Companies that will pay a fee to Amazon and may provide free products to Vine members who are then required to publish a review. In order to determine if there is any bias towards favorable reviews from Vine members vs. non-members, we need to identify the percentage of 5 star ratings to total rating. As part of this exercise, we were asked to choose from 50 datasets to extract, transform and load into a dataframe in order to complete our analysis. Throughout this analysis, we use:
- PySpark to extract the dataset, transform the data, connect to AWS RDS instance and load the transformed data into pgAdmin.
- Google Colaboratory to import PySpark libraries and connect to Postgres in order to create SQL tables and export the results.
Out of the 50 datasets, I chose to analyze reviews that were made by users in the "grocery" category.
The url for the Dataset used for this analysis is https://s3.amazonaws.com/amazon-reviews-pds/tsv/amazon_reviews_us_Grocery_v1_00.tsv.gz
Our chosen dataset has around 2.4 million reviews recorded. We filtered our results to keep the most helpful ones by Count of Total Votes equal to or greater than 20 and Percent of Helpful Votes to Total Votes equal or greater than 50%.
Our findings are as follow:
- There are 61 total paid Vine members reviews and 28287 unpaid Vine members reviews as shown in the code below.
- There are 20 five stars paid Vine members reviews and there are 15,689 five stars paid Vine members reviews.
- 33 percentage of Vine reviews were 5 stars and 55 percentage of non-Vine reviews were 5 stars.

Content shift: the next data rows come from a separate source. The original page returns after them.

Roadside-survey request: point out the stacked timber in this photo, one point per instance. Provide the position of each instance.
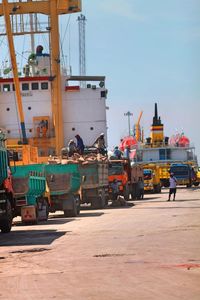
(78, 159)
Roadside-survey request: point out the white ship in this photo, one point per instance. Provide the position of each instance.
(83, 109)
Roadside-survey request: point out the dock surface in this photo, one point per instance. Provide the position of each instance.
(149, 250)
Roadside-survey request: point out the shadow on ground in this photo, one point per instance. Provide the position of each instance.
(30, 237)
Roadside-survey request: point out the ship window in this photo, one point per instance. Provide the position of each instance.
(25, 86)
(164, 154)
(103, 94)
(6, 87)
(44, 85)
(35, 86)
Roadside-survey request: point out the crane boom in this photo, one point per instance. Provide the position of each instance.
(53, 8)
(14, 69)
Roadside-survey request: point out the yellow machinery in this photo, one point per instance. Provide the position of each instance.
(152, 178)
(52, 8)
(157, 133)
(138, 135)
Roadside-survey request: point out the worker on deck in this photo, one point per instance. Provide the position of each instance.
(100, 144)
(127, 152)
(80, 145)
(71, 148)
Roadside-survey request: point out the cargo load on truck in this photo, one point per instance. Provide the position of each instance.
(128, 178)
(29, 187)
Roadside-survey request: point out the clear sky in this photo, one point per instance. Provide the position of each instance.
(149, 51)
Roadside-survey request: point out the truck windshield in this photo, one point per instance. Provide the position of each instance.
(115, 169)
(147, 174)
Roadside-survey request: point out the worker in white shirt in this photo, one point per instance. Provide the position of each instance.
(172, 186)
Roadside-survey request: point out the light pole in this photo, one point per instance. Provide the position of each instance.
(129, 114)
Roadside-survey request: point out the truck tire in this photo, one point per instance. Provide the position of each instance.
(74, 211)
(6, 222)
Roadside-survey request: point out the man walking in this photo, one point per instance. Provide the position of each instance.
(172, 186)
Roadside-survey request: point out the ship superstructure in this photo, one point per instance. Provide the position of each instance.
(55, 108)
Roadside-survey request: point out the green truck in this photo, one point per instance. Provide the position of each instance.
(29, 190)
(7, 203)
(64, 185)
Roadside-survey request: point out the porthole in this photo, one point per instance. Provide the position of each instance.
(6, 88)
(44, 85)
(35, 86)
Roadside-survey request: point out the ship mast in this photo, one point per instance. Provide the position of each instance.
(52, 8)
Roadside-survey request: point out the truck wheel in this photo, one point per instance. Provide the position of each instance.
(72, 212)
(6, 222)
(99, 202)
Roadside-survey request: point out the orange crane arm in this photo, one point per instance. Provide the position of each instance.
(137, 128)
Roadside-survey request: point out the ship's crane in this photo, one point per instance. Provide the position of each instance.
(138, 136)
(52, 8)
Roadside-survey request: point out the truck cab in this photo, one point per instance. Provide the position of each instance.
(183, 173)
(118, 175)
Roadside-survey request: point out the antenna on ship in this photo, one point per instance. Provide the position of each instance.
(82, 60)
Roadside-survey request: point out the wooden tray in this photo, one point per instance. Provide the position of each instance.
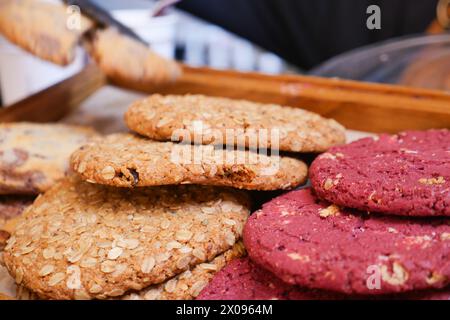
(359, 106)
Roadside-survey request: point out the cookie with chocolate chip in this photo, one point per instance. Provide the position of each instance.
(126, 160)
(317, 245)
(34, 156)
(86, 241)
(404, 174)
(224, 121)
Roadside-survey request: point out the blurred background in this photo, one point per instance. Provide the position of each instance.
(323, 37)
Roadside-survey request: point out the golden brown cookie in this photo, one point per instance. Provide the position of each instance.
(185, 286)
(126, 160)
(232, 122)
(43, 28)
(189, 284)
(11, 207)
(7, 284)
(86, 241)
(34, 156)
(130, 63)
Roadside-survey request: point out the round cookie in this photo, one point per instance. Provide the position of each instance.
(405, 174)
(34, 156)
(232, 122)
(317, 245)
(243, 280)
(85, 241)
(189, 284)
(126, 160)
(185, 286)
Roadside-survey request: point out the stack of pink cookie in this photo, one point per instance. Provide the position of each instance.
(375, 224)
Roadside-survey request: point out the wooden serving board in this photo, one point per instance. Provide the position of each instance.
(357, 105)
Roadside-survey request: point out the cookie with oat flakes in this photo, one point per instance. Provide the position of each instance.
(86, 241)
(34, 156)
(405, 174)
(184, 286)
(126, 160)
(42, 28)
(10, 208)
(317, 245)
(232, 122)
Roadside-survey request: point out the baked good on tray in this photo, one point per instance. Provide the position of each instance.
(42, 28)
(404, 174)
(35, 156)
(127, 160)
(318, 245)
(233, 122)
(86, 241)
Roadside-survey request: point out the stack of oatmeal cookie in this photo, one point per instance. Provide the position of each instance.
(147, 217)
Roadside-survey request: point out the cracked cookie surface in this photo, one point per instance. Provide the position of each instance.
(86, 241)
(232, 122)
(403, 174)
(126, 160)
(316, 245)
(35, 156)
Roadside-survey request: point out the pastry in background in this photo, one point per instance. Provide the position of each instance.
(35, 156)
(129, 63)
(42, 28)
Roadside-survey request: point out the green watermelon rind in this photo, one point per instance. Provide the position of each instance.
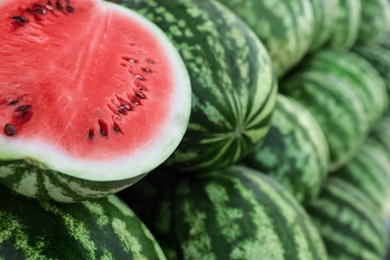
(233, 85)
(295, 151)
(345, 127)
(348, 223)
(96, 229)
(235, 213)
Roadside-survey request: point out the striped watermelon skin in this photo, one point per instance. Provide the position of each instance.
(235, 213)
(295, 151)
(285, 26)
(233, 84)
(348, 223)
(31, 180)
(97, 229)
(324, 21)
(345, 126)
(346, 29)
(375, 21)
(369, 171)
(379, 57)
(380, 134)
(363, 78)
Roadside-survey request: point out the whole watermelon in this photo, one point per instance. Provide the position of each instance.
(232, 213)
(97, 229)
(233, 83)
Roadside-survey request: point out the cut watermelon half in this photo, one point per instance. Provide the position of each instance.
(93, 96)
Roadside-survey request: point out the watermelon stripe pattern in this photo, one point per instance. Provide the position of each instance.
(324, 21)
(379, 57)
(347, 24)
(98, 229)
(362, 77)
(375, 21)
(369, 171)
(345, 219)
(234, 88)
(235, 213)
(38, 182)
(285, 27)
(380, 134)
(295, 151)
(345, 126)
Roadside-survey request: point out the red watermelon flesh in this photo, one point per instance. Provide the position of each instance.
(88, 87)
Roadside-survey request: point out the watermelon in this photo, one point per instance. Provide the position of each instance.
(285, 26)
(369, 171)
(232, 213)
(346, 29)
(233, 84)
(325, 12)
(348, 222)
(379, 57)
(363, 78)
(128, 85)
(336, 107)
(295, 152)
(104, 228)
(380, 133)
(375, 21)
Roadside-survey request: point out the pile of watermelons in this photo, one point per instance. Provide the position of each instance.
(286, 153)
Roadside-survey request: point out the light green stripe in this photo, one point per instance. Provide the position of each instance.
(12, 228)
(76, 228)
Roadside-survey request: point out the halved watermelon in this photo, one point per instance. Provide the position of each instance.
(93, 96)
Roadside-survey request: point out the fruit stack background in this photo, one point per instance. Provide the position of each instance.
(286, 156)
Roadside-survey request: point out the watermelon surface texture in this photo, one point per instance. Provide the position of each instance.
(346, 29)
(348, 223)
(362, 77)
(234, 213)
(93, 97)
(105, 228)
(380, 133)
(295, 151)
(286, 27)
(369, 171)
(233, 84)
(335, 106)
(379, 57)
(325, 12)
(375, 21)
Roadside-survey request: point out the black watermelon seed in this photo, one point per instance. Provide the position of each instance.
(58, 5)
(9, 129)
(116, 128)
(140, 95)
(90, 134)
(23, 108)
(70, 9)
(139, 77)
(20, 19)
(13, 102)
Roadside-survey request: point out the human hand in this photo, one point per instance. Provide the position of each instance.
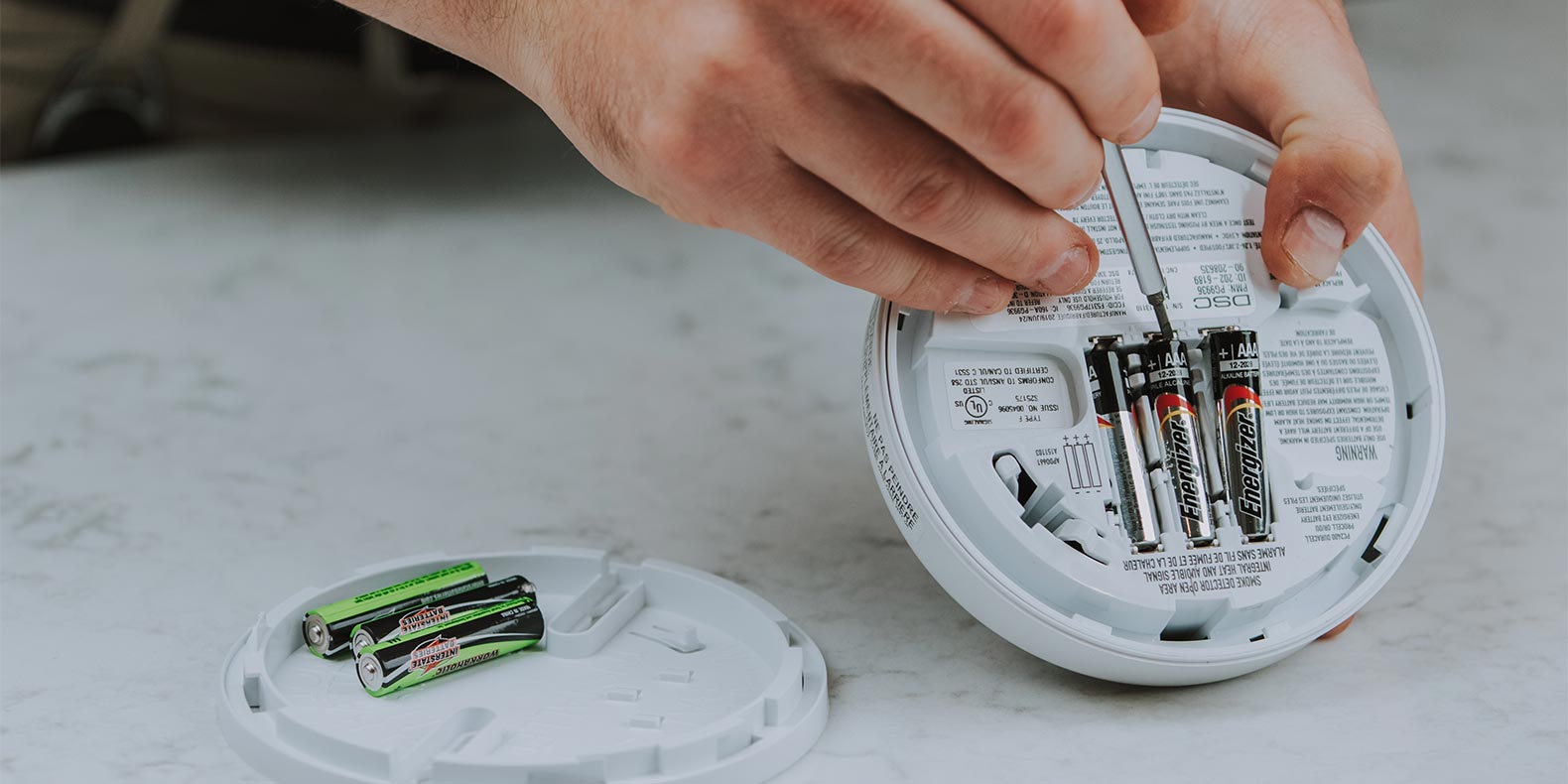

Our analysis shows that there is no strong bias toward five-star reviews from paid Amazon Vine reviewers according to the results of 33 percentage of Vine reviews were 5 stars and 55 percentage of non-Vine reviews were 5 stars. This conclusion could be further examined by looking at the distribution of all star-levels across paid and unpaid reviews. Also, for a more thorough analysis, this same meta-analysis should be conducted across a few different grocery product catagories.